Additionally, we remain on track to amend our existing IND in the second quarter of 2014 to commence clinical development in pediatric patients with hematologic malignancies. We believe this positions us well to pursue a broad indication for PROHEMA as the first product opportunity from our HSC modulation platform.
Moving beyond hematologic malignancies, we believe there is significant potential for PROHEMA franchise expansion in rare genetic disorders. There are considerable clinical precedent for the use of allogeneic HSC transplantation as a definitive one-time corrective therapeutic intervention in over 50 rare genetic disorders.
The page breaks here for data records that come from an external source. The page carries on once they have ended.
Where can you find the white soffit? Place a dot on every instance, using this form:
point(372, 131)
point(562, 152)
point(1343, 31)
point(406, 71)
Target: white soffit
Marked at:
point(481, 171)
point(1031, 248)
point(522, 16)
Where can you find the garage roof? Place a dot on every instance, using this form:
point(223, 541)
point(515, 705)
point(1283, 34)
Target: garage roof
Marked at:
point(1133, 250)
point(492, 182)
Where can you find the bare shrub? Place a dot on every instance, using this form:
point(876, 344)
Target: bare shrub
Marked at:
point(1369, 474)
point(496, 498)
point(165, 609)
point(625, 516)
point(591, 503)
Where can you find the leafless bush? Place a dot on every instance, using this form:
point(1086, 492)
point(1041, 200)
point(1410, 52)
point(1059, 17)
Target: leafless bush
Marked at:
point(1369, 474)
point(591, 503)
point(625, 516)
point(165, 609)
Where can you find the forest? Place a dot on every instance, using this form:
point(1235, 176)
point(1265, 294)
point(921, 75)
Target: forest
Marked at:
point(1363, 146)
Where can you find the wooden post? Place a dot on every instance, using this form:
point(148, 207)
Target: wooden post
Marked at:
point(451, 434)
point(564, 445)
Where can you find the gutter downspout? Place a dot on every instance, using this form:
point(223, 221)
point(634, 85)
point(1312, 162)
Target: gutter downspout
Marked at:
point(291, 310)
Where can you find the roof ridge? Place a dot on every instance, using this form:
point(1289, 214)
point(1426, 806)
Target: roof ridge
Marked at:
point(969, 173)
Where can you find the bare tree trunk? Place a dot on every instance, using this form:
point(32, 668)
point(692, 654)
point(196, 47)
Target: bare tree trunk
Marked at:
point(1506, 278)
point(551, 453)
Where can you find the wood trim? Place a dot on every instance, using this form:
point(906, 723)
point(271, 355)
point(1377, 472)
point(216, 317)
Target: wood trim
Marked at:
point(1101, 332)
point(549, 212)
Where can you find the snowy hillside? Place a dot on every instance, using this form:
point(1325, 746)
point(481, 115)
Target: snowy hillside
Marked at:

And since PROHEMA is derived from normal healthy donor HSCs it has the inherent potential to correct genetic defects across a wide range of rare genetic disorders, but they are caused by defective genes including enzymes, hemoglobin or other essential proteins.
In the first quarter of this year, we made significant progress for the initiation of a clinical study of PROHEMA and lysosomal storage disorders, including Hurler syndrome, Krabbe disease and certain leukodystrophies, all of which are characterized by progressive neurocognitive deterioration that cannot be addressed with enzyme replacement therapy.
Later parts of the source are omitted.